Aufgrund der Bindungen zwischen den am Arbeitsverhältnis Beteiligten sind an den Nachweis für das Vorliegen der Voraussetzungen der Versicherungspflicht zwar strengere Maßstäbe anzulegen (BSG 12, 153), wobei die Anforderungen jedoch nicht so hoch liegen dürfen, dass bei der Beschäftigung von Angehörigen die Versicherungspflicht in der Praxis kaum noch zum Tragen kommt. Es ist vielmehr auch vorliegend eine Würdigung der Gesamtumstände erforderlich, ob ein Beschäftigungsverhältnis zwischen den daran Beteiligten ernsthaft und eindeutig gewollt, entsprechend vereinbart und in der Wirklichkeit auch vollzogen wurde (BSG, Urteil vom 17. Dezember 2002 - B 7 AL 34/02 R - USK 2002 - 42). Auch hier gilt, dass nicht die Vereinbarungen der Beteiligten, sondern die tatsächlichen Verhältnisse den Ausschlag geben (BSG, SozR 2200 § 1227 Nrn. 4 und 8).

Da vorliegend die tatsächlichen Verhältnisse nicht aufgeklärt sind, kann eine Aussage dahin, wie viele Umstände für ein Beschäftigungsverhältnis und andererseits wie viele Umstände dagegen sprechen, nicht gemacht werden. Von daher ist der Erfolg der Klage jedenfalls nicht dahin zu beurteilen, dass sie keine hinreichende Erfolgsaussicht bietet.

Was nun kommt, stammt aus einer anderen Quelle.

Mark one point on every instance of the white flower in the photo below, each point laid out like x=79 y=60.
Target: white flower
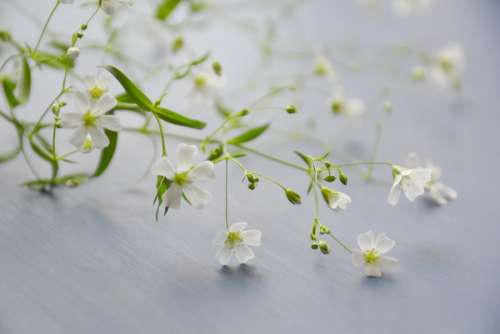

Insgesamt kann Prozesskostenhilfe nicht versagt werden.

Da der Kläger die erforderlichen Angaben erst mit der Beschwerde vom 28. September 2005 gemacht hat bzw. die entsprechenden Unterlagen vorgelegt hat, war Prozesskostenhilfe erst mit Wirkung vom 28. September 2005 zu bewilligen.

Die Raten sind beginnend ab 01. Februar 2006 an die Landeskasse Berlin zu zahlen (§ 120 Abs. 2 ZPO).

Dieser Beschuss kann nicht mit der Beschwerde angefochten werden (§ 177 SGG).